For our example, we'll delete those files that are duplicated according to the MacOS naming of duplicate files on creation/import: That is, the files get " 1" or " 2" appended to the end of the file name, for the 1st, 2nd, etc. duplicate copy.
(A note here: fdupes is smarter at detecting dupes than just checking file names. It actually compares bytes. Because, for example IMG_1.JPG and IMG_1 1.JPG aren't necessarily duplicates.)
Selection
Ok, on to the selection. At the interactive prompt, I'll type:
sele 1.JPG
This will select any files that have this pattern at the end of their file name. They will be highlighted in the UI. Note the two spaces in this command. The first is for the command, separating sele
from the file pattern. The second is for the first character of the pattern itself.
We could repeat this selection for " 2.JPG", " 3.MOV" etc.
Selecting in this way is faster for this use case compared to the default method. By default, your duplicates are brough up in sets and you preserve one file per set. But if you have 300 sets, this takes a long time.
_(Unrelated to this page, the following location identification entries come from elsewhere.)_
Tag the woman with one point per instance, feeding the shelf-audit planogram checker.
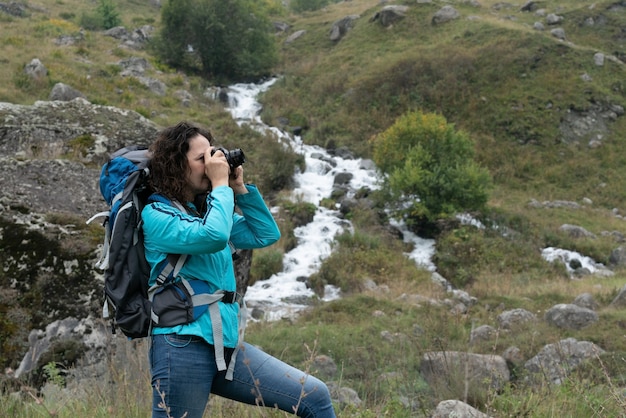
(186, 360)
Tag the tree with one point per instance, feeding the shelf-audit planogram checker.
(229, 39)
(429, 169)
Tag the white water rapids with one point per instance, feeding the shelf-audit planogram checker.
(285, 293)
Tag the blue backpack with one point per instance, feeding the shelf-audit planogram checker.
(129, 302)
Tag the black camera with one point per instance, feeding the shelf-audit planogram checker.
(234, 157)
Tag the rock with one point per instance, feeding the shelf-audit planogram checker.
(481, 370)
(515, 317)
(388, 15)
(35, 69)
(453, 408)
(555, 361)
(445, 14)
(570, 316)
(342, 26)
(64, 93)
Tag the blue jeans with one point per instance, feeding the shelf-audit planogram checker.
(184, 373)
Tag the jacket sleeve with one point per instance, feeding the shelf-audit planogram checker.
(168, 230)
(256, 227)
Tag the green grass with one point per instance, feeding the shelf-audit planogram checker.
(505, 84)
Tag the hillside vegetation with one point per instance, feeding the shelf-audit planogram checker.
(518, 92)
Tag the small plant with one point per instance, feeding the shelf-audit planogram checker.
(53, 374)
(430, 169)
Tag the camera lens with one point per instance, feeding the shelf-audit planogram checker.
(235, 158)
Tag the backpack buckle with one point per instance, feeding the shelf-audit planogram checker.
(231, 297)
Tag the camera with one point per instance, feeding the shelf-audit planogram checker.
(234, 157)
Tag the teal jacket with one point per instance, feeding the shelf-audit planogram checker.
(205, 239)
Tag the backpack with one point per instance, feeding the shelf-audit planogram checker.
(131, 305)
(123, 184)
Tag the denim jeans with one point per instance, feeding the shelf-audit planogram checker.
(184, 373)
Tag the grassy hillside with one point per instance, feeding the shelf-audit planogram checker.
(491, 74)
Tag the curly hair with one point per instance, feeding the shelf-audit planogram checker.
(168, 165)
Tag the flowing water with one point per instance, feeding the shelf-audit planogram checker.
(286, 293)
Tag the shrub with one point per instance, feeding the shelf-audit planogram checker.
(429, 168)
(241, 42)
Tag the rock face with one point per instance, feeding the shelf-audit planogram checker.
(50, 159)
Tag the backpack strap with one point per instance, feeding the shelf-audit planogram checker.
(171, 270)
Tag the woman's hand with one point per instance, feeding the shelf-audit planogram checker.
(235, 181)
(216, 167)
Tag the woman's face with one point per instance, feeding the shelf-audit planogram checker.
(197, 180)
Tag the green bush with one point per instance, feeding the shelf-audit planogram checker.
(224, 40)
(430, 169)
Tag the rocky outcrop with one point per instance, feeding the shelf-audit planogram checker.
(50, 158)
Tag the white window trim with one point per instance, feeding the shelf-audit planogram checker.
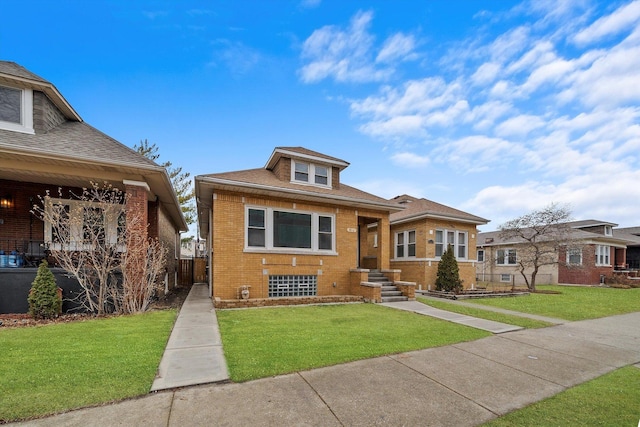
(506, 256)
(26, 104)
(601, 248)
(268, 227)
(75, 208)
(568, 256)
(405, 244)
(311, 174)
(445, 243)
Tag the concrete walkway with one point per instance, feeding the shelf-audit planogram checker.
(470, 304)
(194, 352)
(463, 384)
(474, 322)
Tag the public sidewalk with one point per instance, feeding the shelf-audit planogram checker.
(194, 353)
(463, 384)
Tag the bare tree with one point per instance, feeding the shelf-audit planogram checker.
(93, 237)
(539, 235)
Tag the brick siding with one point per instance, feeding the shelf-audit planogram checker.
(233, 267)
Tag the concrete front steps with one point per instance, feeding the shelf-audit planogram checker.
(389, 293)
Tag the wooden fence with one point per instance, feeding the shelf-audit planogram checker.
(192, 271)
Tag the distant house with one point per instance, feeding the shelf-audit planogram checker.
(46, 146)
(421, 233)
(291, 231)
(598, 254)
(632, 236)
(193, 248)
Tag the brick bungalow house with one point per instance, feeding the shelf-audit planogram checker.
(46, 146)
(291, 232)
(598, 254)
(421, 233)
(632, 236)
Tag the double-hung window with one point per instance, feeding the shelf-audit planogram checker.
(574, 256)
(84, 225)
(16, 109)
(603, 254)
(281, 230)
(456, 239)
(506, 257)
(406, 244)
(310, 173)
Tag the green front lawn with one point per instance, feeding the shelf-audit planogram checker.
(573, 302)
(484, 314)
(48, 369)
(264, 342)
(611, 400)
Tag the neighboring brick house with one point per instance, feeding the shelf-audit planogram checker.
(596, 255)
(46, 146)
(291, 230)
(422, 232)
(632, 236)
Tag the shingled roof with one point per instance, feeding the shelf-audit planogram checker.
(416, 208)
(16, 70)
(73, 152)
(265, 180)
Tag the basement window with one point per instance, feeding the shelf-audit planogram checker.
(283, 286)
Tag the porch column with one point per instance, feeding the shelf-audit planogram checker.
(384, 243)
(137, 209)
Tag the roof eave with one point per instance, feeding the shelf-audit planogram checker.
(279, 152)
(51, 91)
(423, 215)
(308, 195)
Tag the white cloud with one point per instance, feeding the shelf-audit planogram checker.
(348, 54)
(486, 73)
(236, 56)
(519, 125)
(621, 19)
(394, 127)
(397, 47)
(310, 4)
(410, 160)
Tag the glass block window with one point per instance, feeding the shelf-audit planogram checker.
(292, 286)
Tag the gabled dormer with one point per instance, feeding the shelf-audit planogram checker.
(595, 226)
(30, 104)
(299, 165)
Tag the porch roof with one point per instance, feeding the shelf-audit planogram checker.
(423, 208)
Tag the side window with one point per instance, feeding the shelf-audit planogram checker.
(256, 228)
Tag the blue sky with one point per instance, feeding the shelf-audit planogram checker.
(492, 107)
Output can look like this (note this is already-tagged output):
Set 1 of 349:
1 [ ] ./IMG_7618.JPEG
2 [-] ./IMG_7618 1.JPEG
Set 2 of 349:
[-] ./IMG_0188 3.MOV
[+] ./IMG_0188 1.MOV
Set 3 of 349:
[+] ./IMG_0177 1.MOV
[-] ./IMG_0177 3.MOV
Set 4 of 349:
[+] ./IMG_6923 1.JPG
[-] ./IMG_6923 2.JPG
...
With the prompt:
( Preserve files [1 - 2, all, help] ):
Tagging
Now with a selection made, we want to tag, or mark, that selection for deletion. We do that with this command:
ds
That will put a -
sign in front of the selected files, like [-] ./IMG_6923 2.JPG
.
Execution
Finally, we get those files deleted. Beware, this command is the one that counds, and files will be removed from the filesystem upon execution.
To delete, type:
prune
(or press the Delete key).
Automatic delete
If you don't want an interactive delete, possibly in a simpler case, you can detect duplicates and delete them automatically with this command:
fdupes --order=name -d -N
--order
will order the files by name, -d
will delete found duplicates, and -N
(or --noprompt
) won't ask you if you're sure (non-interactive).
For other options on automatic processes, use fdupes --help
.
Now go out and regain that hard drive space!